It's time to meet Captain Crunchpants. The very observant listener will by now have remembered example D. Let's freshen our memory:

function foo () {
    function foo () {}
    foo();
}
foo();

In parsing that, we need a way to tell the outer foo and the inner foo apart - otherwise, we won't be able to know which of these foo calls, and our dependency finder will be toast. Furthermore, we won't be able to tell them apart in the dependency management - if we just add to the results by function name, we'll get overwriting. In other words, we need an absolute function name.

I chose to represent nesting with separation with a # character. The above, then, has a function foo, with an inner function foo#foo, with a call to foo#foo and a call to foo. Or, for a less confusing example:

var outer = function () {
    function inner () {}
    inner();
};
outer();

Has a function outer and a function outer#inner. There's a call to outer#inner and a call to outer.

So, let's create this function which takes the previous name, and the current function's name, and mushes them together:

function nameToAbsolute (parent, child) {
    //foo + bar => foo#bar
    if (parent) {
        return parent + '#' + name;
    }
    return name;
}

And modify our function handling pseudo-code (which is about to come to life! I promise!):

...
currentScope = Scope(cachedScope);
var name = node.id ? node.id.name : '<anon>';
currentFuncName = nameToAbsolute(cachedName, name);
...
if (node.id) {
    currentScope.add(name, currentFuncName);
}
if (node.type === 'FunctionDeclaration') {
    cachedScope.add(name, currentFuncName);
}

Now we're talking! It's time to move on to actually doing something! Maybe I've lied to you all along and I know nothing, maybe I failed miserably and I continued writing until now because I knew nobody will read this far and I'll get many upvotes because it's a long answer!?

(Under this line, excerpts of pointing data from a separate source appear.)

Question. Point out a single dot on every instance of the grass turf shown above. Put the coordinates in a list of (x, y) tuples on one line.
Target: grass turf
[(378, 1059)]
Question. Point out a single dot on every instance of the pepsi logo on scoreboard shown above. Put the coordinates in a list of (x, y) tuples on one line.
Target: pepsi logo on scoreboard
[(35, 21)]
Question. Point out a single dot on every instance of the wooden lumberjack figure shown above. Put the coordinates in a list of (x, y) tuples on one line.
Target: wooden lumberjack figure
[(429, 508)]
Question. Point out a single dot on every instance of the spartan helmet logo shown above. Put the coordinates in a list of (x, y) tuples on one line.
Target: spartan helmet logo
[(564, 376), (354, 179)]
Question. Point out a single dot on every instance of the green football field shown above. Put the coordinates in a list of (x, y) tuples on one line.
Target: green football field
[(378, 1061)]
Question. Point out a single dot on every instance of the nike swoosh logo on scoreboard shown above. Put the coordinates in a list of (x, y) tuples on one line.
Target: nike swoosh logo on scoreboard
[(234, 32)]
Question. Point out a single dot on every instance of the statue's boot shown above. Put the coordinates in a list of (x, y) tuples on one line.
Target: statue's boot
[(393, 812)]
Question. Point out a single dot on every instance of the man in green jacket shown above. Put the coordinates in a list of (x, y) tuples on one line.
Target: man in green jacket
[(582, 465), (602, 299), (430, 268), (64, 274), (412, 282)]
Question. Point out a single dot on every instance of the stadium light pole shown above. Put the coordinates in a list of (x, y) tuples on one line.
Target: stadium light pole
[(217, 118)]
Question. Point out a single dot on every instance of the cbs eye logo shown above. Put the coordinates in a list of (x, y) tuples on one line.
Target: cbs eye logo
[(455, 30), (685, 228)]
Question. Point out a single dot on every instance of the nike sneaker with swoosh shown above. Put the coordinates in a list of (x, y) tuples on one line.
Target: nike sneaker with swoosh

HAH! Keep dreming! There's much more to come! I didn't sit on this for a few days for no reason! (As an interesting social experiment, could anyone upvoting comment, saying something around the lines "Captain Crunchpants was happy to see you"?)

On a more serious note, we should begin making the parser: What holds our state and walks over nodes. Since we'll have two parsers at the end, scope and dependency, we'll make a "master parser" which calls each one when needed:

var parser = {
    results : {},
    state : {},

    parse : function (string) {
        this.freshen();

        var root = acorn.parse(string);
        this.walk(root);

        return this.results;
    },

    freshen : function () {
        this.results = {};
        this.results.deps = {};

        this.state = {};
        this.state.scope = this.results.scope = Scope(null);
        this.state.name = '';
    },

    walk : function (node) {
        //insert logic here
    },

    // ''    =>  'foo'
    // 'bar' =>  'bar#foo'
    nameToAbsolute : function (parent, name) {
        return parent ? parent + '#' + name : name;
    },

    cacheState : function () {
        var subject = this.state;
        return Object.keys( subject ).reduce(reduce, {});

        function reduce (ret, key) {
            ret[key] = subject[key];
            return ret;
        }
    },
    restoreState : function (st) {
        var subject = this.state;

        Object.keys(st).forEach(function (key) {
            subject[key] = st[key];
        });
    }
};

That's a bit of cruft, but hopefully it's understandable. We made state into an object, and to make it flexible, cacheState and restoreState are simply cloning/merging.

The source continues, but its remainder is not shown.